More than three-quarters of investors agree that index funds and exchange-traded funds (ETFs) are a cheaper way to invest, but 71% also believe they are less risky, according to new research published by Natixis Global Asset Management. The findings suggest that many investors have expectations that don’t reflect a full understanding of the risks of index funds versus the benefits.

“It is critical to understand the risks in your portfolio, so it’s troubling to see investors mistakenly assign benefits to index funds that they don’t actually have”

The asset management firm commissioned an independent survey of 750 individual investors in the U.S., from the affluent to the high net worth. It found that: 64% of investors think using index funds will help minimize investment losses; 69% believe index funds offer better diversification; And 61% believe index funds provide access to the best investment opportunities in the market.
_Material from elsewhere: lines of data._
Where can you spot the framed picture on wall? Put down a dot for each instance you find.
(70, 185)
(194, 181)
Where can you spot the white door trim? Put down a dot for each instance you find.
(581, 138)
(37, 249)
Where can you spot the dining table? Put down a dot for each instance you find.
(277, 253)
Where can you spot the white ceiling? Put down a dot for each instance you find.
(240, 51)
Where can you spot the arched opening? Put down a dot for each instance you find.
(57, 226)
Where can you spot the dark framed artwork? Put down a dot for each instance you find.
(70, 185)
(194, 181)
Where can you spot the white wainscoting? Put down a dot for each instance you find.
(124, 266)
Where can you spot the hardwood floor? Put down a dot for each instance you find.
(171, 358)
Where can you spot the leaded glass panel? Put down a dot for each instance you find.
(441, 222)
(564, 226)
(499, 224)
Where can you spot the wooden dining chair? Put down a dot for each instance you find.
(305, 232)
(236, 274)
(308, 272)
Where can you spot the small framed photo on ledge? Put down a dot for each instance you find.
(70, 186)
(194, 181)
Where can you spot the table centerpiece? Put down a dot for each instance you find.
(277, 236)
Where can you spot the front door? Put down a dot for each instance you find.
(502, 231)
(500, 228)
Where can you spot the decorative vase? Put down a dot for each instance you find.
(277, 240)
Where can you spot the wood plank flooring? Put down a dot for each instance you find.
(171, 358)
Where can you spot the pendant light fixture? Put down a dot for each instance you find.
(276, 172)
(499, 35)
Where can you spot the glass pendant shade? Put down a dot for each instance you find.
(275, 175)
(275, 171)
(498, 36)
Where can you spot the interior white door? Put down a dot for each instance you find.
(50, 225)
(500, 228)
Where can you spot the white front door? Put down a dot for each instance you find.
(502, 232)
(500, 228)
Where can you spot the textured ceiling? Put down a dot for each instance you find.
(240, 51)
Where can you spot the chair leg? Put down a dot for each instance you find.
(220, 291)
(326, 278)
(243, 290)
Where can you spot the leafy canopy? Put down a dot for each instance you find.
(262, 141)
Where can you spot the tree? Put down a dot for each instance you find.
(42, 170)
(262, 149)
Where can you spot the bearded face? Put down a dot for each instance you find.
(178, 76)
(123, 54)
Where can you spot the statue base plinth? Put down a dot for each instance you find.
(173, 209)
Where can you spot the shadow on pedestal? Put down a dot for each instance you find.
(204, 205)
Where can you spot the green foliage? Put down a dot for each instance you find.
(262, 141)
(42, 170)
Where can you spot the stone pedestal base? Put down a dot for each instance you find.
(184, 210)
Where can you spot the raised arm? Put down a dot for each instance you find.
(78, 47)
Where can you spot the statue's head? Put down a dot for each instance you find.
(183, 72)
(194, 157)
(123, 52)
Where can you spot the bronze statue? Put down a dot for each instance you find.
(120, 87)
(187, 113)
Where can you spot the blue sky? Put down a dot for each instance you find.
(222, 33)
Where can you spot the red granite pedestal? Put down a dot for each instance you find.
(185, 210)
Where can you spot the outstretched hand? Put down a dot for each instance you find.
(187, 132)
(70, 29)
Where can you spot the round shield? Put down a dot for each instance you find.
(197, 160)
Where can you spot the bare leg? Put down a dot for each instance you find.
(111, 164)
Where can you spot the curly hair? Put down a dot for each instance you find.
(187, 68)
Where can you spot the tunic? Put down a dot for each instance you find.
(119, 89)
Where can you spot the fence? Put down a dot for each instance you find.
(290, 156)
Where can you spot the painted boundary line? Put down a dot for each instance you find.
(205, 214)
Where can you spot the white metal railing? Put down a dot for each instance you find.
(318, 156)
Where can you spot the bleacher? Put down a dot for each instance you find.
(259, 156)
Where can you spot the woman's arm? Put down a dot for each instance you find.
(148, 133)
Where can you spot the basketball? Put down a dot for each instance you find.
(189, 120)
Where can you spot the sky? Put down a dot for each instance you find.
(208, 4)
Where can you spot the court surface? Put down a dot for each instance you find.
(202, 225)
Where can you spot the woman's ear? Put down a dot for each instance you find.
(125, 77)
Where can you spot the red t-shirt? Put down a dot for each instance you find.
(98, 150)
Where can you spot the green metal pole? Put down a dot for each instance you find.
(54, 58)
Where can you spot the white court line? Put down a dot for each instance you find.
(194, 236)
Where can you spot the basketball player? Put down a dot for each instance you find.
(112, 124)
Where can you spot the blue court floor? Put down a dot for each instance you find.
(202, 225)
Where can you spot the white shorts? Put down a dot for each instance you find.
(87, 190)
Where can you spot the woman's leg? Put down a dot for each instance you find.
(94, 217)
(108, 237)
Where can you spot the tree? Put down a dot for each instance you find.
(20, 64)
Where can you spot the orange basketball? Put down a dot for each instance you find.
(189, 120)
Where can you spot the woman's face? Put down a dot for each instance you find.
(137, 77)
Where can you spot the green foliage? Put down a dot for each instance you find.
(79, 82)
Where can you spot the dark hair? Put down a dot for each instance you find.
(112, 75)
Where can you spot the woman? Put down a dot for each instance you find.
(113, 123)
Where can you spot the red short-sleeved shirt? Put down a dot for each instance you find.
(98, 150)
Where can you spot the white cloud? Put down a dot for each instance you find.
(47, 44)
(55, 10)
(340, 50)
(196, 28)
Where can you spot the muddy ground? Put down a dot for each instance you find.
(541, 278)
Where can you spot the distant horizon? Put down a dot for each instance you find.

However, investors expecting lower risk may have been surprised at the start of 2016 when the Standard & Poor’s 500 had its worst opening since 1928. The index bottomed out on February 11, having fallen 10.5% since trading began in January. The market did rebound, finishing the quarter 0.7% ahead. But tracking the index would have resulted in a hair-raising ride. And while the first quarter might be seen as an anomaly, volatility in markets is not.

“It is critical to understand the risks in your portfolio, so it’s troubling to see investors mistakenly assign benefits to index funds that they don’t actually have,” said John Hailer, CEO of Natixis Global Asset Management for the Americas and Asia. “Index funds have a place in portfolios, but their low cost seems to be providing a ‘halo effect’ that could blind-side investors during volatile markets.”

Professional investors see the role for passive investing differently. Recent surveys of both institutional investors and financial advisors by the asset manager showed they preferred active strategies to take advantage of market movements, generate alpha and provide risk-adjusted returns, while viewing passive investing primarily as a way to save on management fees.

Investors willing to use new investment strategies

The survey finds evidence that investors are willing to move beyond 60/40 allocation investment approaches. Nearly two-thirds (65%) say a traditional approach (equities and bonds) to portfolio allocation is no longer the best way to pursue returns and manage investments.

Further, 70% of investors want new strategies that are less tied to broad markets and 75% favor strategies that can help them better diversify their portfolio, an approach that would seem to open the door to wider ownership of alternative investments.

But just over half of investors (52%) surveyed actually own alternative assets, a grouping that includes private equity, long-short funds, hedge funds and real estate.

Investors who don’t own alternatives say the assets are too risky (56%); 34% acknowledge they don’t understand how alternatives work, and 28% don’t think they need alternatives.

Investors say learning more about investing is the number one thing that would help them better achieve their investment objectives – adding to their financial knowledge was named by 42% of respondents.

“It is encouraging to see investors are looking beyond traditional asset classes to build portfolios designed to help them reach their financial goals through the widest range of potential market conditions,” said Hailer. “However, it is clear the financial industry still needs to provide more education to help investors make informed decisions.”

About the survey
Natixis surveyed 750 individual investors across the United States with a minimum of $200,000 in investable assets. The online survey was conducted in February 2016 and is part of a larger global study of 7,100 investors in 21 countries from Asia, Europe, the Americas and the Middle East. The findings are published in a new whitepaper, “Help Wanted: How investor behavior is rewriting the job description for financial professionals.”